(Infojabar.com) – Hukuman ringan terhadap pelaku korupsi kembali memicu sorotan publik. Kali ini, sorotan tertuju pada vonis yang dijatuhkan kepada mantan Kepala Pusat Krisis Kesehatan Kementerian Kesehatan (Kemenkes), Budi Sylvana, yang dinilai tidak mencerminkan keadilan di tengah besarnya kerugian negara akibat korupsi pengadaan alat pelindung diri (APD) saat pandemi COVID-19.
Pengamat hukum Universitas Bung Karno (UBK), Hudi Yusuf, menilai vonis ringan menjadi salah satu penyebab mengapa para koruptor tidak pernah jera. Ia menyebut, sistem peradilan yang lunak justru memberikan ruang nyaman bagi pelaku tindak pidana korupsi.
“Fenomena ini bukan hal baru. Ketika koruptor mendapat perlakuan istimewa dan hukuman ringan, tentu mereka tidak kapok. Malah bisa jadi contoh buruk bagi calon koruptor lainnya,” kata Hudi saat dihubungi di Jakarta, Minggu (8/6/2025).
Dalam kasus Budi Sylvana, majelis hakim Pengadilan Tindak Pidana Korupsi Jakarta Pusat memvonis tiga tahun penjara dan denda Rp100 juta, atau diganti kurungan dua bulan jika tidak dibayar. Padahal, jaksa penuntut sebelumnya menuntut hukuman empat tahun penjara dan denda Rp200 juta.
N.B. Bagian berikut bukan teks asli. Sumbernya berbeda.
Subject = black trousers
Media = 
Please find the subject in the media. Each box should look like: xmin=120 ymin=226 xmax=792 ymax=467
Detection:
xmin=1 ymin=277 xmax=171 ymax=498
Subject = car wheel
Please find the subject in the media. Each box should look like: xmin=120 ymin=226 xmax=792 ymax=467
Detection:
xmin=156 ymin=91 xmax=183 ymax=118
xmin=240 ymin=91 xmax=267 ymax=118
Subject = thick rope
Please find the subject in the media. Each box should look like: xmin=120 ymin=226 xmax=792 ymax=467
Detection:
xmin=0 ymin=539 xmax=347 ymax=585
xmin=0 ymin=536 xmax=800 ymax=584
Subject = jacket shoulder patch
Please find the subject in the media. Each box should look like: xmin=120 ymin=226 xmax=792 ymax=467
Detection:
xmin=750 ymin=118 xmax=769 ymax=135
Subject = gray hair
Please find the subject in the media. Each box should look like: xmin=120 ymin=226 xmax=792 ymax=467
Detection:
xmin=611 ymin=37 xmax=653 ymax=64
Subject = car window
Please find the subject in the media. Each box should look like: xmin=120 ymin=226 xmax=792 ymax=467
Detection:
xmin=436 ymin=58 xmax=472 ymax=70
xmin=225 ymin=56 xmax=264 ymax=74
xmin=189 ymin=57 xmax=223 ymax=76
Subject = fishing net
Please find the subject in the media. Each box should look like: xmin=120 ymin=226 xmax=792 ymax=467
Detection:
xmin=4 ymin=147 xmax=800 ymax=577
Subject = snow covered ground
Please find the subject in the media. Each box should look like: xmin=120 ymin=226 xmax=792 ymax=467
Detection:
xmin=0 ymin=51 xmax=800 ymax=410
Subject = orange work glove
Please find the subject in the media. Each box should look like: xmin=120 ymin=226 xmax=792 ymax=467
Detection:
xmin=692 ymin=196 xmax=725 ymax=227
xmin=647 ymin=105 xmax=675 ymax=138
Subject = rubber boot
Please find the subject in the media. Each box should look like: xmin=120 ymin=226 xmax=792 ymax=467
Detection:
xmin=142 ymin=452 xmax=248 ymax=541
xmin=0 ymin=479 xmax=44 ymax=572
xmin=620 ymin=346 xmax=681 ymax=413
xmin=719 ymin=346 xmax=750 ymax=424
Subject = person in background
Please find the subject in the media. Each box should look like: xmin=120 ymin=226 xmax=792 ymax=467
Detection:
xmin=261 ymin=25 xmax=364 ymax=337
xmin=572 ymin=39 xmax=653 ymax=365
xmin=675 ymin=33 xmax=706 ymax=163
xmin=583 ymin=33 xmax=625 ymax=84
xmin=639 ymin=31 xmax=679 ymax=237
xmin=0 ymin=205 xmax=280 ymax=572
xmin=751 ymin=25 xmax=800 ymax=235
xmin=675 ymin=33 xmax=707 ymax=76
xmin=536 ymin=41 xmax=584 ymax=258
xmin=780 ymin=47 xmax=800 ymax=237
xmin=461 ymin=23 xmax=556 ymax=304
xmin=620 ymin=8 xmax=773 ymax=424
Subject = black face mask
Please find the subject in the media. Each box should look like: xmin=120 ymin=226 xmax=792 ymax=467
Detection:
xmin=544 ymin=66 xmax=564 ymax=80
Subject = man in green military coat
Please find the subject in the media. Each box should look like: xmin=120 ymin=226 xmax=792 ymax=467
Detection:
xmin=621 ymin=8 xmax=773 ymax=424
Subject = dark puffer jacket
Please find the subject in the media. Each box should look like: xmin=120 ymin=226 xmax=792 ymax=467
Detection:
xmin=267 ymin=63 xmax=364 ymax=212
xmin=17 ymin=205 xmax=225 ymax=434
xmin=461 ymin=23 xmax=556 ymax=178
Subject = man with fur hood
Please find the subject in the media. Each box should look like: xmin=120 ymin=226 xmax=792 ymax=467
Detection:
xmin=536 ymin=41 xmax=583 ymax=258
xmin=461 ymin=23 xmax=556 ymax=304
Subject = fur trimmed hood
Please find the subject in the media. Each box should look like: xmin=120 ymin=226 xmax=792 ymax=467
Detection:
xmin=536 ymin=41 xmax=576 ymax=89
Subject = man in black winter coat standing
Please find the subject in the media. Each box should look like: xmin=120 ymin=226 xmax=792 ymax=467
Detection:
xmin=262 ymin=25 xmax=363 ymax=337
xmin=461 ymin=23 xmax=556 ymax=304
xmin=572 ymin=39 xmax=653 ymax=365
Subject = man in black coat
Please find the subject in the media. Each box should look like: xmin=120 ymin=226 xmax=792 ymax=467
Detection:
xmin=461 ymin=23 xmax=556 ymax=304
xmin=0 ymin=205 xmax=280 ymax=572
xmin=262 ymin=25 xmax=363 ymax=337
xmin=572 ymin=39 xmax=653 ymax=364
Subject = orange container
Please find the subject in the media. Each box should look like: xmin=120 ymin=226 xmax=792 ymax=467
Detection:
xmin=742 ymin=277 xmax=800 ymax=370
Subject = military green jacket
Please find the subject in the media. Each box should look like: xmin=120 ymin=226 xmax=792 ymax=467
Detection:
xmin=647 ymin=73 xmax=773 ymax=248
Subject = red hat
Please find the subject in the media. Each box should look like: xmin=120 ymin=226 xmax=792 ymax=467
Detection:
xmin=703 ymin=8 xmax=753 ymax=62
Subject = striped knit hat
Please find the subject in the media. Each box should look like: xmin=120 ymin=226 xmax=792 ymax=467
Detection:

Hakim menilai Budi bersalah karena menyalahgunakan wewenangnya dalam proyek pengadaan APD, yang menurut perhitungan jaksa menyebabkan kerugian negara mencapai Rp319 miliar. Namun, hakim beralasan bahwa Budi tidak menikmati langsung hasil korupsi dan menunjukkan sikap kooperatif selama persidangan, sehingga vonis diringankan.
Hudi Yusuf mempertanyakan logika tersebut. Ia menilai, pengembalian kerugian negara seharusnya menjadi prioritas utama, dan hukuman yang dijatuhkan semestinya memberikan efek jera yang kuat.
“Seharusnya pelaku dihukum berat, minimal seribu tahun sebagai simbol penjeraan. Bahkan, idealnya mereka menjalani kerja sosial seumur hidup, seperti membersihkan fasilitas umum dengan mengenakan rompi oranye agar masyarakat bisa melihat langsung akibat dari korupsi,” ujarnya.
Ia juga mendorong jaksa untuk tidak tinggal diam jika vonis yang dijatuhkan hakim jauh lebih ringan dari tuntutan. Menurutnya, langkah hukum seperti banding harus segera diajukan.
“Jaksa wajib menelusuri mengapa vonis bisa begitu ringan, apalagi jika pasal yang dijatuhkan berbeda dari dakwaan awal. Transparansi sangat penting agar publik tidak kehilangan kepercayaan pada proses hukum,” tambahnya.
Kasus ini kembali memperlihatkan tantangan besar dalam pemberantasan korupsi di Indonesia. Di tengah upaya pemerintah untuk memperbaiki integritas birokrasi, vonis ringan terhadap korupsi besar justru bisa menggerus kepercayaan publik.